PROFIT AND LOSS ACCOUNT
Profit and Loss Account is an account prepared by the trading organizations to know about the net profit or net loss of the firm. This account records all the incomes on credit side and expenses on debit side of a particular year. This account is prepared at the end of the year.
ACCORDING TO RN CARTER
“A profit and loss account is an account into which all gains and losses are collected. If the gains exceed the losses, the excess is the net profit, if the losses are greater than the gains the difference is the net loss.”
ACCORDING TO JR BATLIBOI
“The function of the profit and loss account is to enable a trader to ascertain the net profit or net loss resulting from business transactions during a given period.”
This account is prepared after the preparation of Trading Account and starts with the balance i.e. Gross Profit or Gross Loss of Trading Account.
FEATURES OF PROFIT AND LOSS ACCOUNT
The following are the features this account:
NATURE OF ACCOUNT
It is a nominal account. All the expenses are recorded on the debit side and all the incomes are recorded on the credit side. The rule applies to this account is:
“DEBIT ALL EXPENSES AND LOSSES
CREDIT ALL INCOEMES AND GAINS”
PREPARED ON ACCRUAL BASIS
This account is prepared on the accrual basis. It means all the items relating to the current year are recorded in this account. This leads to adjustments of the accrued income, income received in advance, outstanding expenses, prepaid expenses. No item related to past or next year is recorded in this account.
ITEMS ON DEBIT SIDE
This account records all the expenses on the debit side. The items on the debit side are divided into 5 main heads:
• Office and Administrative expenses– office rent, rates and taxes, postage, salaries etc.
• Financial Expenses– discount allowed, bank charges, interest on loan, interest on capital etc.
• Repairs and Depreciation– Depreciation and Repairs.
• Selling and Distribution Expenses– Advertisement, travelling expenses, carriage outward, commission etc.
• Losses and General Expenses– Loss on sale of fixed assets, general expenses, charity, trade expenses etc.
ITEMS ON CREDIT SIDE
This account records all the incomes of the current year on the credit side like discount received, commission received, dividend received, apprentice premium, miscellaneous receipts etc.
TIME OF PREPARATION
It is prepared at the end of the year i.e. as at 31st March, 20__. It is prepared after preparing Profit and Loss Account and before preparing Balance Sheet.
It shows the result of Net Profit or Net Loss by comparing the both sides Debit and Credit. Increase of debit over credit results in Net Loss and increase of credit over debit results in Net Profit.
Debit< Credit= Net Profit
Debit> Credit= Net Loss
BASIS OF PREPARATION
Profit and Loss Account is prepared on the basis of Trading Account balance.

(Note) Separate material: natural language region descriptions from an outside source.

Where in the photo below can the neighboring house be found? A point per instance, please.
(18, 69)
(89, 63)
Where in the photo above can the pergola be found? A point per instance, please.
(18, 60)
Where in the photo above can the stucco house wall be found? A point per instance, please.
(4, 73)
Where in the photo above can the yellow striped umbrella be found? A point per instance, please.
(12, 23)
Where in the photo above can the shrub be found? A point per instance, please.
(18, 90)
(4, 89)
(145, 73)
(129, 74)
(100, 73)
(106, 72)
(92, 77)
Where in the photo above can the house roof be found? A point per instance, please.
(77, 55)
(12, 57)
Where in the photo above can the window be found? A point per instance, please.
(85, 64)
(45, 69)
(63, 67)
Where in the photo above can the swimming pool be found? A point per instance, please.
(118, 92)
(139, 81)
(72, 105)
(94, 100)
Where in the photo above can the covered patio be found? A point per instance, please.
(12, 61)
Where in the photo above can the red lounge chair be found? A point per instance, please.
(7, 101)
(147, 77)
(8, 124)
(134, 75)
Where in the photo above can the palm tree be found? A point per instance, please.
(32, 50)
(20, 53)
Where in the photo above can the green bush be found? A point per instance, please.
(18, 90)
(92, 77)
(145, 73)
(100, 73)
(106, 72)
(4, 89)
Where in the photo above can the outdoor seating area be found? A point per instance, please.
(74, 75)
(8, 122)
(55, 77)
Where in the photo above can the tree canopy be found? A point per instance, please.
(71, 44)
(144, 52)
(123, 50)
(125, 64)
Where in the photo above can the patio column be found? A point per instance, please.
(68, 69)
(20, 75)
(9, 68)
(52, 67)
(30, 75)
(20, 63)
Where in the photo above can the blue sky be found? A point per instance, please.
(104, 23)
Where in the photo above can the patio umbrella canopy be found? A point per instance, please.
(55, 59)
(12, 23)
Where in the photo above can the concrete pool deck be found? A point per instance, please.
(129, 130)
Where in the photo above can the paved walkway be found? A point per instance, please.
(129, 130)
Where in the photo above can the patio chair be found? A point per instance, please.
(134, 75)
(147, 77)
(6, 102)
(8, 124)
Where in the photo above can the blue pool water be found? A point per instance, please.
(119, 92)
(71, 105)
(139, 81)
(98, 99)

The balance of trading account i.e. Gross Profit or Gross Loss serves as starting point of preparation of Profit and Loss Account.
IMPORTANCE/ NEED/ ADVANTAGES OF PROFIT AND LOSS ACCOUNT
KNOWLEDGE OF NET PROFIT/LOSS
The profit and loss account is prepared to find out the true net profit or net loss of the firm for a current year. The net profit or net loss is transferred to the capital item in the balance sheet. Net profit is added to capital whereas the net loss is deducted out of the capital on the liabilities side of balance sheet.

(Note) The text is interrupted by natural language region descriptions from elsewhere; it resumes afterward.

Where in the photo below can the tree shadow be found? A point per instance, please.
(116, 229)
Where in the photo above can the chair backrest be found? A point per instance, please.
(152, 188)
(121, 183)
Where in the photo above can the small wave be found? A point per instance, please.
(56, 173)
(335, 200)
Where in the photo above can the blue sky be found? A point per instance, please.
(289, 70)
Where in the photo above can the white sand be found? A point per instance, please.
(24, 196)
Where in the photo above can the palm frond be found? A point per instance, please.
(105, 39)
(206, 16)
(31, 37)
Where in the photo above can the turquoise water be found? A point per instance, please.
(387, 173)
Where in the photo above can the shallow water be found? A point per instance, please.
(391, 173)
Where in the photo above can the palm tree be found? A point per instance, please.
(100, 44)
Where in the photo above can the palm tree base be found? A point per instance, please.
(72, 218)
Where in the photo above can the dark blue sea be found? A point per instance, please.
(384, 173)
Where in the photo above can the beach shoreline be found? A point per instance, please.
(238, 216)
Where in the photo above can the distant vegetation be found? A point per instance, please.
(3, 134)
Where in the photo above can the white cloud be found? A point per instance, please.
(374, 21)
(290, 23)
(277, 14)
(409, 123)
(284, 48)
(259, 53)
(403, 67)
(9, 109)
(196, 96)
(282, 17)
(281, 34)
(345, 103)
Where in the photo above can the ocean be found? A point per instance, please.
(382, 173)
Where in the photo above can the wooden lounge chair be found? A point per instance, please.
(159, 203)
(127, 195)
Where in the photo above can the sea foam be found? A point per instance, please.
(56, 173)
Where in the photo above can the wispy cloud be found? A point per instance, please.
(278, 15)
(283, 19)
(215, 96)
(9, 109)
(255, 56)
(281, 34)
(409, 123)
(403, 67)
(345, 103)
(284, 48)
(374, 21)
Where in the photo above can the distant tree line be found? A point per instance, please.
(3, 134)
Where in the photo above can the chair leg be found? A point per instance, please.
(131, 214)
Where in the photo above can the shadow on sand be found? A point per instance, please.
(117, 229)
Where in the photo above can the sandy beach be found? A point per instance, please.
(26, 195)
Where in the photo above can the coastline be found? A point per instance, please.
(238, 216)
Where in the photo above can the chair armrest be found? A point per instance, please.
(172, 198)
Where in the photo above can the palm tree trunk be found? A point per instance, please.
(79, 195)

COMPARISON OF PROFITS/ TRENDS OF PROFITS
The account prepared for the current year is compared with the profit and loss account of the past years to find out the trend of the profit or losses incurred. The management analyses the trends of profits and plan accordingly for the future.
CONTROL OVER EXPENSES
This account also helps in comparing the expenses of the current year with the past years. The increase or decrease in particular kind of expenses can be ascertained and step will be taken to control the expenses of the firm.
PROVIDE PROFITABILITY POSITION OF THE CURRENT YEAR
As this account is prepared on the accrual basis and all the adjustments regarding accrued incomes, income received in advance, outstanding expenses and prepaid expenses are made in this account. So, this account shows a fair view of the profitability position of the current year.
FORECAST FUTURE PERFORMANCE
On the basis of the expenses, incomes, profits or losses disclosed of the current year, future performance can be forecasted easily.
HELPS IN DETERMINING TAX LIABILITY
The taxes are always charged on the amount of income or profits earned. The profit of the firms is ascertained by preparing this account. So this account helps in determining the tax liability of the firm.
HELPFUL IN PREPARATION OF BALANCE SHEET
The net profit or net loss disclosed by this account is posted to the balance sheet on the liabilities side. The net profit is added to the capital and net loss is deducted out of the capital. In this way, it helps in preparation of balance sheet.